They’re both really drunk by the time Jonghun and Hongki drop them off at home around half-past 2AM. Jia is apparently very giggly, not to mention the type who loses any and all sense of balance, when drunk-Heechul has to assist her, even as he clumsily tries to unlock the door with his key.
Somehow they go from that, to falling into bed together.
The falling into bed together ends up happening again and again, even without the help of alcohol. At first they do it mostly on Fridays, when they’re home alone together, and nothing good or remotely interesting is on TV.
They’re bored, it makes sense, Heechul reasons.
And then the number of times keeps piling up, on more spontaneous nights, sometimes mornings, other times even afternoons, and they eventually lose count. They don’t question the sex though, it’s good, it cures boredom, it keeps them occupied, and it keeps their hormones in check and satiated.
It’s during one post-coitus afternoon that Jia suddenly tells him about her ex-boyfriend. He hadn’t really been inquiring, but he did tell her once before that he’s her friend, so he listens.
After she’s done describing him, after telling Heechul about how he basically fucked her up for other boys to properly make a mark in her life (and would you look at that, Heechul thinks, we just might be as fucked up as each other, who would’ve thought), Heechul asks,
“Did you love him?”
It’s a loaded question, but Jia has a ready answer.
“No-but I wanted him to love me.”
Heechul scoffs. And then he laughs, a little bitter.
“You?” Jia asks.
“Define love.”
Jia just shrugs, and then a pregnant silence occupies the room.
“The only person I really love is myself,” Heechul finally says.
This isn’t the complete truth though, and he knows it. It’s just that in life, as he’s learned over and over again, image is what most counts.
Heechul would rather keep his feelings close.
“Have you ever expected someone to love you, and then they didn’t?” he asks her.
“No,” Jia answers with conviction. “I wouldn’t allow myself that.”

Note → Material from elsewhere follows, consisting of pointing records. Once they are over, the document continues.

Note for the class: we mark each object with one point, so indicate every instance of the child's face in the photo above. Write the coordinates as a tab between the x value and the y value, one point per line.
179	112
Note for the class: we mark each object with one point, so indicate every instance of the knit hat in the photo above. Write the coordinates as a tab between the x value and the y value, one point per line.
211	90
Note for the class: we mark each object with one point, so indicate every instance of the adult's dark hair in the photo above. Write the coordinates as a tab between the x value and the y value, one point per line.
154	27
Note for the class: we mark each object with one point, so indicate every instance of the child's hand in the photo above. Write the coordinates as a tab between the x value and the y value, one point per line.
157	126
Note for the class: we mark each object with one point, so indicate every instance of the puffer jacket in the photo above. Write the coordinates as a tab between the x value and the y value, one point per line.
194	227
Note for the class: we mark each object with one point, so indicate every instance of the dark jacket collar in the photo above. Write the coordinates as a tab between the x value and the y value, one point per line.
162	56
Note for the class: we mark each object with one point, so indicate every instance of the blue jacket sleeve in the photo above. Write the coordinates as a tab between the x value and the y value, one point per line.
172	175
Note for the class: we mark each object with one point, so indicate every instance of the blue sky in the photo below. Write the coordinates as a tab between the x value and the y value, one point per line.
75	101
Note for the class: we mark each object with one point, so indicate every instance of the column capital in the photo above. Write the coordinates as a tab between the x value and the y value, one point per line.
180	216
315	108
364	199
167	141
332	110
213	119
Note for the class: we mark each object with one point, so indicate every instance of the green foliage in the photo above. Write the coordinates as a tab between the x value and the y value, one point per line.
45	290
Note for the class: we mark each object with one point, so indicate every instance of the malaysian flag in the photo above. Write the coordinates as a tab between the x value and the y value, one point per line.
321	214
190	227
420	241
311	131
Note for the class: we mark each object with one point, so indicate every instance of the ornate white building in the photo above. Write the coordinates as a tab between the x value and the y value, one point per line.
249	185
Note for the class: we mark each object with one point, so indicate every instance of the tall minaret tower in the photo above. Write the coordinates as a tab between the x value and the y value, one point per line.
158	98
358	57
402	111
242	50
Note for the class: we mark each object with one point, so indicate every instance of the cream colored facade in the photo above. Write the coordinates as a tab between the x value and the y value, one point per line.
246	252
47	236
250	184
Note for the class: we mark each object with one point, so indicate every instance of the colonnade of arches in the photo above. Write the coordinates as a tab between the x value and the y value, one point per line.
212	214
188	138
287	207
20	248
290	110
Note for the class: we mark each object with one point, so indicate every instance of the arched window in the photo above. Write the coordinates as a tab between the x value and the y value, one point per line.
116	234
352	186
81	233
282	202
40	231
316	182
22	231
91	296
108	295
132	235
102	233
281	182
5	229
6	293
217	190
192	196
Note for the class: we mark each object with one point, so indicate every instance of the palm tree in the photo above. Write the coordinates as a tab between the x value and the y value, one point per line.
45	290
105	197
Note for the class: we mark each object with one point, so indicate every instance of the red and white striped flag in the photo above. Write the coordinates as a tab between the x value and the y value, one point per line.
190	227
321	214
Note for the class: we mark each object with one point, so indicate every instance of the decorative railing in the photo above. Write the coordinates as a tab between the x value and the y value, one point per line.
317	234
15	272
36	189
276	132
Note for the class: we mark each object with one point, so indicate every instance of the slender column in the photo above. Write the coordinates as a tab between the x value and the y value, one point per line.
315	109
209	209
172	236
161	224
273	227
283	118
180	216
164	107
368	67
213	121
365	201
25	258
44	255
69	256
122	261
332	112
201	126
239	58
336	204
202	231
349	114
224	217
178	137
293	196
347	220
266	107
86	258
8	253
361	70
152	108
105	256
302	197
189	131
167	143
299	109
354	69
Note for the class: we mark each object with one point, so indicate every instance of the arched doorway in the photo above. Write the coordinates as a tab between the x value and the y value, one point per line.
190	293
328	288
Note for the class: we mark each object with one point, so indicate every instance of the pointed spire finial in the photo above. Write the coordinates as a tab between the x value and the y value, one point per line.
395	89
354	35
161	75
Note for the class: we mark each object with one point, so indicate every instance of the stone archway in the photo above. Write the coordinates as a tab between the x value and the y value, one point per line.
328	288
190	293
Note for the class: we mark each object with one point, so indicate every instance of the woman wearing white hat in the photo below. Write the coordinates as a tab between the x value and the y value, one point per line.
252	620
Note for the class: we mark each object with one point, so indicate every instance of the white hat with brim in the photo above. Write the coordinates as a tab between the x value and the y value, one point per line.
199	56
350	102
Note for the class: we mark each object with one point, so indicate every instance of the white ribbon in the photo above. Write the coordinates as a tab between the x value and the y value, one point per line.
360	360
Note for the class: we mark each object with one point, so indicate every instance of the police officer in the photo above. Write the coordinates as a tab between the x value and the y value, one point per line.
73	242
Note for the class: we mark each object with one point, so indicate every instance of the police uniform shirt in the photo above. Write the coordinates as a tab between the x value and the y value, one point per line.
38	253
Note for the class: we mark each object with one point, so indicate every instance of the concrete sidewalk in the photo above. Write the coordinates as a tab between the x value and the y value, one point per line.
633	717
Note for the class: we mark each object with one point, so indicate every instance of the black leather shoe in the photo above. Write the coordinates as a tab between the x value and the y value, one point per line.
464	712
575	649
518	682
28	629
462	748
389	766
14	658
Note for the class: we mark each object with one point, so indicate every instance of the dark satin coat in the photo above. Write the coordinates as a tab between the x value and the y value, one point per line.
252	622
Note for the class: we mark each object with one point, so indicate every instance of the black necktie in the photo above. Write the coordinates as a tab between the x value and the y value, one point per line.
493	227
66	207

Jay used to tell him that he expected too much from people, and Heechul had always argued that this isn’t true, that he actually makes an effort not to expect anything.
But Jay was right, because if he has to make an effort, then that means expecting comes more naturally to him. Jay also used to tell him that for all the distance he kept from people, the truth is that he carried his heart on his sleeve.
Heechul misses Jay, but there’s a reason they don’t see much of each other these days despite still living in the same city-Jay knows him a little too well.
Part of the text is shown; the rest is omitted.